To decarbonize the economy, especially in the Middle East, accelerating the energy transition is a prerequisite.
How is your business aligned towards decarbonization?
It is no secret that digital is a net contributor to greenhouse gases, representing approximately 4% of global emissions, equivalent to the emissions of the trucks fleet in circulation worldwide. No doubt that the challenge is enormous.
Atos commits to reaching net-zero emission by 2028. It means that we will cut 50% of global carbon emissions under our control and influence by 2025. On top of that, we will offset all residual emissions by 2028. This target is 22 years ahead of the one fixed under the Paris Climate Agreement to limit global warming below 2°C by 2050.
We are confident we can make it. For the sole year 2020, we managed to cut 15% of our global carbon emissions, of which 10% were structural due to our operations improvement, excluding the impact of Covid-19.

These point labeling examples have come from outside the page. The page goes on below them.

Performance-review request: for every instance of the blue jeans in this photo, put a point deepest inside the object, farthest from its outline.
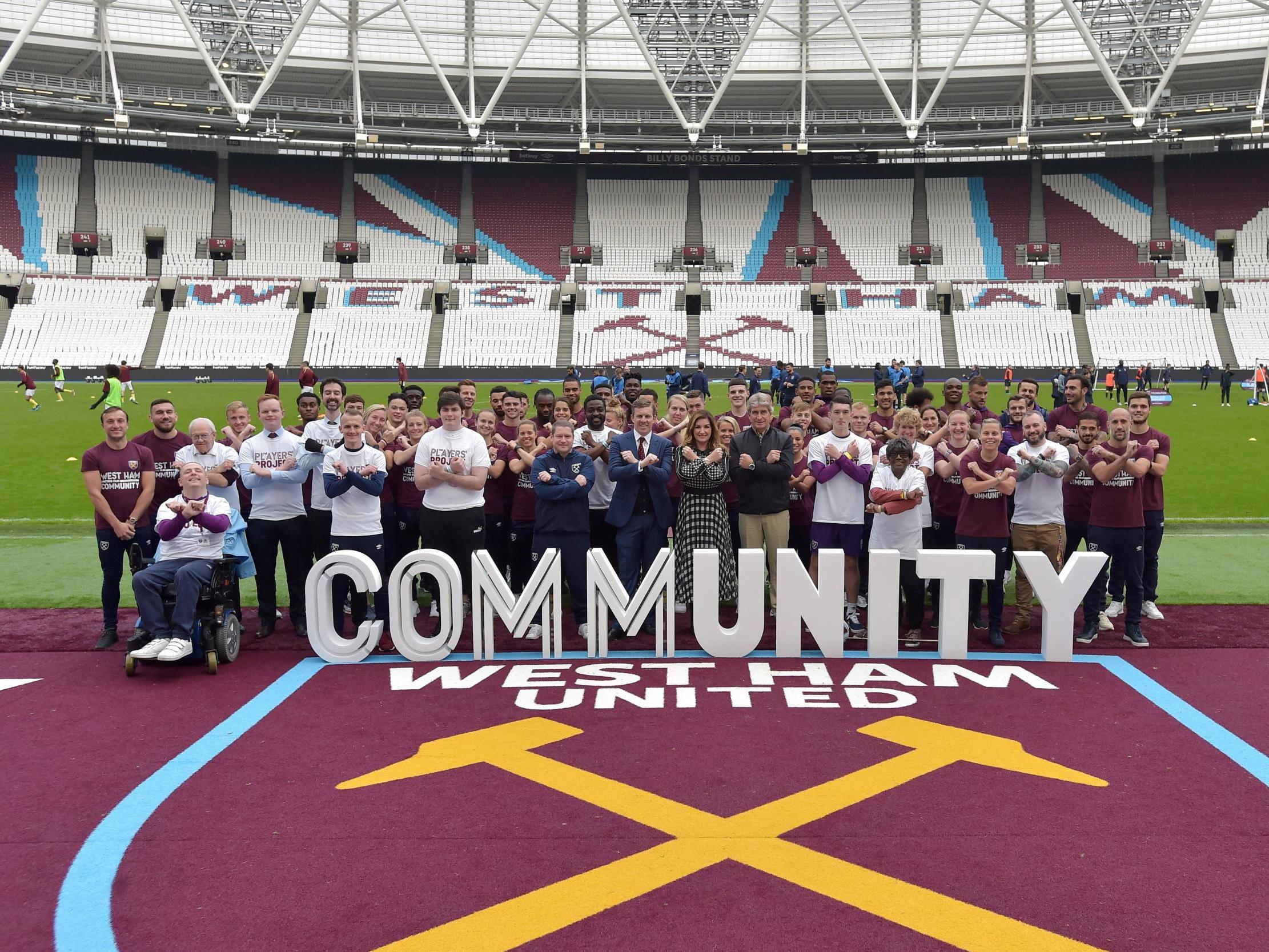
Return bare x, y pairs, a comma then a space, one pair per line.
147, 584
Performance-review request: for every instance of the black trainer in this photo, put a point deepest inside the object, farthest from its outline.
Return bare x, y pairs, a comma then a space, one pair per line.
1133, 634
110, 636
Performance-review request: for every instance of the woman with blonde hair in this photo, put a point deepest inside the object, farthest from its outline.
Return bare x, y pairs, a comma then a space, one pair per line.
704, 466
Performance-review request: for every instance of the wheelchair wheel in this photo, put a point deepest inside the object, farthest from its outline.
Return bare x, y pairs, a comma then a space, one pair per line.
229, 637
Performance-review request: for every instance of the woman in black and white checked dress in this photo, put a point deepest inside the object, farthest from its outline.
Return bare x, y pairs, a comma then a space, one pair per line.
704, 468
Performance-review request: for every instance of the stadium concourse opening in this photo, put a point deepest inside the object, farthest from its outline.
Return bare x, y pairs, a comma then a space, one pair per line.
642, 422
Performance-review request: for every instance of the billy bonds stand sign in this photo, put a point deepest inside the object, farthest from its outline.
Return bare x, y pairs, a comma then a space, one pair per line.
800, 602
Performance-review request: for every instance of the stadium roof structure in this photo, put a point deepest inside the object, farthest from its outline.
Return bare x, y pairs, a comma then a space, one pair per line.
569, 75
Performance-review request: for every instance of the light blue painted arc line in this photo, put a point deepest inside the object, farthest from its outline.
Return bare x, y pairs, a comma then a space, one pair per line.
993, 259
428, 204
765, 230
1230, 744
83, 919
282, 201
27, 196
187, 173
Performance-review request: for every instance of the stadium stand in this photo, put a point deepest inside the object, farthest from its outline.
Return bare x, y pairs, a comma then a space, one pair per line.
523, 215
407, 225
868, 220
961, 224
1144, 322
635, 243
1017, 324
175, 198
739, 219
284, 211
79, 322
1249, 323
230, 323
500, 326
370, 324
882, 322
630, 324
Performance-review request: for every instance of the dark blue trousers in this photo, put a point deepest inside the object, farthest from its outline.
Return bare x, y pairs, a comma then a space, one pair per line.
1126, 549
147, 585
371, 546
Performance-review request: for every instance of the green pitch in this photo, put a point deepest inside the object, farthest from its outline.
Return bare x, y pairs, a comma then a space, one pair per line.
1216, 489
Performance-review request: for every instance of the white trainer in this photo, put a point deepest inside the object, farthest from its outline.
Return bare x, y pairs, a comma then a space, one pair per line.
150, 650
175, 650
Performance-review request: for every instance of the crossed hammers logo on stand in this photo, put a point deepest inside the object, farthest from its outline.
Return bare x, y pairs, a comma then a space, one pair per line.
753, 838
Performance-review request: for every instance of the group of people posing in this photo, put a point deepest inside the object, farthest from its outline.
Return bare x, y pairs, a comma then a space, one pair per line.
624, 474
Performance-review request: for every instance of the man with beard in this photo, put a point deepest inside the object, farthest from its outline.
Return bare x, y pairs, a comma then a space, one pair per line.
319, 438
989, 479
593, 441
1038, 521
952, 392
1064, 419
119, 477
1117, 525
1151, 507
163, 442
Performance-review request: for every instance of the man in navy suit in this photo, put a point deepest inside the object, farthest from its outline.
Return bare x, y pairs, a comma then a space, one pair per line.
638, 465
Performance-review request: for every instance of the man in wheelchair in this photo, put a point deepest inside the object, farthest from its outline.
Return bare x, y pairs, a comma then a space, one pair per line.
192, 528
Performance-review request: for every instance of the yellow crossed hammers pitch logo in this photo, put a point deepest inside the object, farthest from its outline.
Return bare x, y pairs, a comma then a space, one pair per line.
753, 838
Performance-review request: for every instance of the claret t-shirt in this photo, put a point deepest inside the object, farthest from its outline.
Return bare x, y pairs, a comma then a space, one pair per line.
121, 477
984, 515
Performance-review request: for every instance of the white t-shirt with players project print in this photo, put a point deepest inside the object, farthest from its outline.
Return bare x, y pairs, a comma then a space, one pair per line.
841, 499
901, 531
924, 460
443, 447
355, 512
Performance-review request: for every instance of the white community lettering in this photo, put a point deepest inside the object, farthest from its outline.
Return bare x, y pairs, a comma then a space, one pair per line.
801, 602
673, 685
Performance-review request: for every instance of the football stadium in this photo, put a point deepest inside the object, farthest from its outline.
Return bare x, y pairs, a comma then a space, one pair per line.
836, 429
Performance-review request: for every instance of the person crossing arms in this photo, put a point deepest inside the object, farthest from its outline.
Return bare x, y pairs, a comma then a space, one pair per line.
989, 477
30, 386
60, 381
1151, 509
126, 381
1038, 523
353, 477
1117, 525
119, 477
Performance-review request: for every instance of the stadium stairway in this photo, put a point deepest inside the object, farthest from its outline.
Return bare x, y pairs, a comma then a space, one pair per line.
85, 204
154, 339
222, 208
921, 235
432, 357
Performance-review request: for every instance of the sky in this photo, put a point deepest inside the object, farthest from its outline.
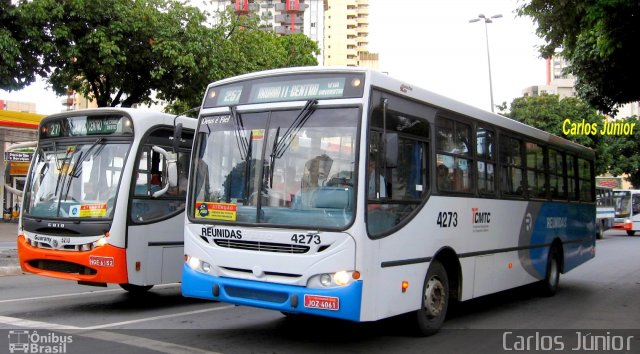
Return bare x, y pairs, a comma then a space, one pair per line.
432, 45
429, 44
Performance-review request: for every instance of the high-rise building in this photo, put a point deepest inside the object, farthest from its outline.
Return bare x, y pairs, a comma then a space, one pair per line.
346, 34
284, 16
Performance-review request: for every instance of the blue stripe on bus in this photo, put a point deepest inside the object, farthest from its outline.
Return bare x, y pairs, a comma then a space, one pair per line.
270, 295
577, 236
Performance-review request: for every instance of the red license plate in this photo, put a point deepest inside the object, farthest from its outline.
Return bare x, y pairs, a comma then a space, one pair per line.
101, 261
322, 302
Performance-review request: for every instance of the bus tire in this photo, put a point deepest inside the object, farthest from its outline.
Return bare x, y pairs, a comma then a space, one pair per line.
136, 289
600, 230
549, 285
434, 301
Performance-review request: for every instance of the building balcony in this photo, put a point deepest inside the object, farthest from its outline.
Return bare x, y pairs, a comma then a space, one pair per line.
287, 19
285, 30
283, 8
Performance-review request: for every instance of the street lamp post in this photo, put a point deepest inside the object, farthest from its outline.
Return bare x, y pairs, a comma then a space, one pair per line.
486, 34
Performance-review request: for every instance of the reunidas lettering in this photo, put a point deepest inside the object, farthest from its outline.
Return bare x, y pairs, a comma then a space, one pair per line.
221, 233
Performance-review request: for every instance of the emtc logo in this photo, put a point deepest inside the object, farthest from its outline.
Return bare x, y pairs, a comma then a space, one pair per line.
480, 217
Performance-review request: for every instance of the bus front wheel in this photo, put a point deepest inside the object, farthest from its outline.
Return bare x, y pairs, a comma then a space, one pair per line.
435, 300
136, 289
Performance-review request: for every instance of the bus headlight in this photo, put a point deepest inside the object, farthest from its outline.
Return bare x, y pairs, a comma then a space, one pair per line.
342, 278
332, 280
193, 262
101, 242
325, 280
196, 264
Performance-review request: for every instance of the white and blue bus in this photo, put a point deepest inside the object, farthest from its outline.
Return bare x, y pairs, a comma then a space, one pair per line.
605, 210
627, 210
345, 193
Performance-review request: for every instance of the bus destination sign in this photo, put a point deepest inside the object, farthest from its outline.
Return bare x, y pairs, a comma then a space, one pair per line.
286, 88
297, 90
85, 126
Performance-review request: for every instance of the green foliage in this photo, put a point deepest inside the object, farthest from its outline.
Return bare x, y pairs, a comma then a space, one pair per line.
599, 39
549, 112
119, 52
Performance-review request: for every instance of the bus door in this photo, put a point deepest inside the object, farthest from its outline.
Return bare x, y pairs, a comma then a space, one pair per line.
155, 229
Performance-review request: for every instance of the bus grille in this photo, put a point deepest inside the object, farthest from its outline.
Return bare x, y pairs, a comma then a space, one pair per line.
61, 266
255, 294
262, 246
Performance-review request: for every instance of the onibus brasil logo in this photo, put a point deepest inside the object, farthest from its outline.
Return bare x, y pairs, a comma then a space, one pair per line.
24, 341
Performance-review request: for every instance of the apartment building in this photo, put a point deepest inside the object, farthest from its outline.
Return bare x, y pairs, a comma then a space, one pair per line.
283, 16
346, 34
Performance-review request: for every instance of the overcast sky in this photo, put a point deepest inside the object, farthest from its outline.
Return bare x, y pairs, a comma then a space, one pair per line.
429, 44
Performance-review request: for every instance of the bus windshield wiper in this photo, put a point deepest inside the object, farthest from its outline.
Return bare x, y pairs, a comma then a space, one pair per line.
280, 147
77, 168
243, 144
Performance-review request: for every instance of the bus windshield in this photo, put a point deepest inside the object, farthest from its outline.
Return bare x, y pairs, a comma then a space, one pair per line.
76, 180
622, 203
287, 167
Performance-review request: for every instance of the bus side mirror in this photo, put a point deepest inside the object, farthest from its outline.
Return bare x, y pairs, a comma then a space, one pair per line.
177, 136
391, 150
172, 173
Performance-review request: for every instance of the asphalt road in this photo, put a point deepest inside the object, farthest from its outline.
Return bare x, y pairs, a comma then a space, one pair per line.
597, 300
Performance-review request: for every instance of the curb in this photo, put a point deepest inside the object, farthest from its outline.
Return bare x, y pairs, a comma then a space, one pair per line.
9, 262
10, 270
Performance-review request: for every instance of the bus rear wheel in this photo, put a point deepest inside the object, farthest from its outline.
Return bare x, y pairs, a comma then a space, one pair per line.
549, 286
136, 289
600, 230
435, 300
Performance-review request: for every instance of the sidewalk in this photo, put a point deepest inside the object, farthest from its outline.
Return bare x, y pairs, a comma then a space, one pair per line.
8, 253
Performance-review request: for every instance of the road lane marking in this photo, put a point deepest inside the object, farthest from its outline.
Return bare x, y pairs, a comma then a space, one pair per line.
115, 324
22, 323
129, 340
81, 293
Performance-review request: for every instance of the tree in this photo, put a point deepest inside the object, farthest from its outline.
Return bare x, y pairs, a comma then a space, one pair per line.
122, 52
242, 47
117, 51
598, 38
550, 113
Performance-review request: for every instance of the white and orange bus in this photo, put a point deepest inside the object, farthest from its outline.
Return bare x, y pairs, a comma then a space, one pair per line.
104, 198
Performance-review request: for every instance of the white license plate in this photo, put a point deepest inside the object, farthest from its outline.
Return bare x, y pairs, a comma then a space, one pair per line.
99, 261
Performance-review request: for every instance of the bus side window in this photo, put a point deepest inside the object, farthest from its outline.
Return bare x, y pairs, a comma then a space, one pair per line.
395, 189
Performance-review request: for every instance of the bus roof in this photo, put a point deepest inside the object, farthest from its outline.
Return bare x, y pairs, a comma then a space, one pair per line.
383, 81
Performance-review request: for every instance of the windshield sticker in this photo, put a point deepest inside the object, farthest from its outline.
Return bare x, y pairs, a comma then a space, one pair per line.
216, 211
94, 210
257, 134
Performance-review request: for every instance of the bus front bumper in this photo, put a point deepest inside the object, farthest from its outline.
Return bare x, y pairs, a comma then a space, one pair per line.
102, 265
343, 302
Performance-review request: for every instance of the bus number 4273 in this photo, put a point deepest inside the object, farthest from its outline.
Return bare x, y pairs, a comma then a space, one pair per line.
447, 219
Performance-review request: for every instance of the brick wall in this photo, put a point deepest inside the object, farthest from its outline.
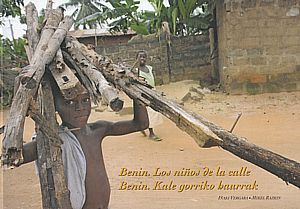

This engagement is part of a broader commitment towards our customers. I have the opportunity to lead the decarbonization business line of Atos where we support hundreds taking the same path as we do, leveraging digital and advisory.
What kind of leadership is needed to galvanize this change?
Achieving a net-zero world is not only a matter of individual leadership, but also a collective responsibility. This is what the COP26 in Glasgow showcased, as governments, companies, and NGOs from around the world sit around the same table for two weeks.
Climate change is one of the few global issues that cannot be tackled individually, by any single nation, as our planet is a closed ecosystem. CO2 does not have borders, and consequences will be global.
But as time is running out, more and more leaders have engaged their country on a net-zero trajectory. Without the alignment from both public and private sectors, we will not make it. However, with the right regulation, public and private funding, and cutting-edge innovation, I am confident it is possible.
Where do you predict the industry will be in a decade?
More and more commitments will put the industry at the forefront of the fight against global warming. The GSM Association (GSMA) - which represents the interests of mobile operators worldwide - has taken the lead in helping the mobile industry achieve net-zero carbon emissions by 2050. It has supported the launch of science-based pathways.
As of April 2021, according to GSMA, operators representing 65% of the mobile market (by revenues) have committed to science-based targets for carbon reductions and net-zero emissions.
It is encouraging, and I foresee the industry to be well-advanced in this transition if they share best practices with one another. We can build industry-level standards.
It is exactly what we have done in Europe with the Eco Rating, a new labelling system to help customers find how sustainable their mobile device is. This label was initiated by EcoAct, an Atos company, and leading mobile operators in Europe: Deutsche Telekom, Orange, Telefónica, Telia Company and Vodafone. Bringing more transparency for consumer choices, we push manufacturers to make bold moves on the environmental impact of their products, in terms of production, use, transport and disposal.
While we work towards the long term, what can small and midsize technology companies do in the meantime to decarbonize?
Atos supports those small and midsize business with an end-to-end offering, including measurement, reduction and offset. This is how we make a difference, addressing this net-zero transformation challenge for organizations from any industry and any operational size.
The advantage for SMEs is their ability of course to pivot more easily than large companies. They can be sustainable by design and pave the way for the rest of the industry. With fewer suppliers and clients, it is easier to target Scope 3 emissions which include CO2 emissions that lie outside their operations.
The condition for them is to share best practices and interact more together on the matter. This is the only way they can drive change from the bottom.